Access to Kubernetes using Plural user credentials

Problem to solve

Issue: https://gitlab.com/gitlab-org/gitlab/-/issues/331431

As a user of a Kubernetes cluster that is connected to Plural using the Plural agent, I would like to interact directly with the cluster using the Kubernetes API.
As a Platform Engineer, I would like to manage access to the cluster using Plural user membership.

Personas

Delaney (Development Team Lead)
Sasha (Software Developer)
Priyanka (Platform Engineer)
Allison (Application Ops)
Ingrid (Infrastructure Operator)

User experience goal

An agent administrator can grant Plural users access to a Kubernetes cluster that is connected via the Plural agent. The agent administrator can then:
- Manage the level of access using Kubernetes RBAC.
- Have an overview of active sessions.
- Unilaterally revoke individual sessions.
A user with access can connect to a cluster using their Plural identity.

Proposal

Agent admin side

In the agent's configuration file, managed in code in the agent's configuration project, the user configures a user_access object. The following keys are available:

projects: A list of projects whose members should have access.
groups: A list of groups whose members should have access.
access_as: Required. Can have one of two values:
- { agent: {} }: Connect using the agent's service account.
- { user: {} }: (PREMIUM) Impersonate the authenticated user

For example:

# .gitlab/agents/my-agent/config.yaml

user_access:
  access_as:
    user: {}
  projects:
    - id: group-1/project-1
    - id: group-2/project-2
  groups:
    - id: group-2
    - id: group-3/subgroup

Authorized user side

Authorized users should be granted API access to the Kubernetes API in a variety of ways, using their Plural identity when interacting with the API.

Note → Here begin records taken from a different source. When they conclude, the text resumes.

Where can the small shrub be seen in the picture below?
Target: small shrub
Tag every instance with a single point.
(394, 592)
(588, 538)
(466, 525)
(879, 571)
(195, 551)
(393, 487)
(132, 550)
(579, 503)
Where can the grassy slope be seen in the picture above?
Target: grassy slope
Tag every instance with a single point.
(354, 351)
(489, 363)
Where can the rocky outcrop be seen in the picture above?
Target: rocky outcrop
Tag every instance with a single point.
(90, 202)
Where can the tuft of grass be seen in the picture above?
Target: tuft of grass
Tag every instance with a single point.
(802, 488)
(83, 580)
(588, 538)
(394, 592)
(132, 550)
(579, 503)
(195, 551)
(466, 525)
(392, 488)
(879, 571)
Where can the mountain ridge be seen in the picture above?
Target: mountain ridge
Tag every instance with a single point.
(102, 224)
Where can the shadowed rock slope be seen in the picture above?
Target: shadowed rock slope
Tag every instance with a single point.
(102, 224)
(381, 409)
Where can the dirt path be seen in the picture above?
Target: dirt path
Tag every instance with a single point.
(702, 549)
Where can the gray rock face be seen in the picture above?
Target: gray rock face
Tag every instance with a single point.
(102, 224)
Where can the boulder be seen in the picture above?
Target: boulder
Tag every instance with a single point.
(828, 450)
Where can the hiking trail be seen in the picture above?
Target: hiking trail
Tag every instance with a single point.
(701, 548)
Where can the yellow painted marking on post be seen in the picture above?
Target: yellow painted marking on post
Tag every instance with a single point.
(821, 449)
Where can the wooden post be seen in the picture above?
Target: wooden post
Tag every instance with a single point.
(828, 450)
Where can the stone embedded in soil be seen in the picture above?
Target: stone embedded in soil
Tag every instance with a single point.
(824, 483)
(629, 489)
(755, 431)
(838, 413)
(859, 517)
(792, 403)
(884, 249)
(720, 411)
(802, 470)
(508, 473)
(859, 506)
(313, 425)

This functionality is exposed the user as follows:

Under the user's personal preferences, there is a Kubernetes page listing the agents shared directly with them.
When a user visits a group's or project's Infrastructure > Kubernetes page, they see agents shared with them via that project or group. For each such agent, there should be an option to connect to the agent..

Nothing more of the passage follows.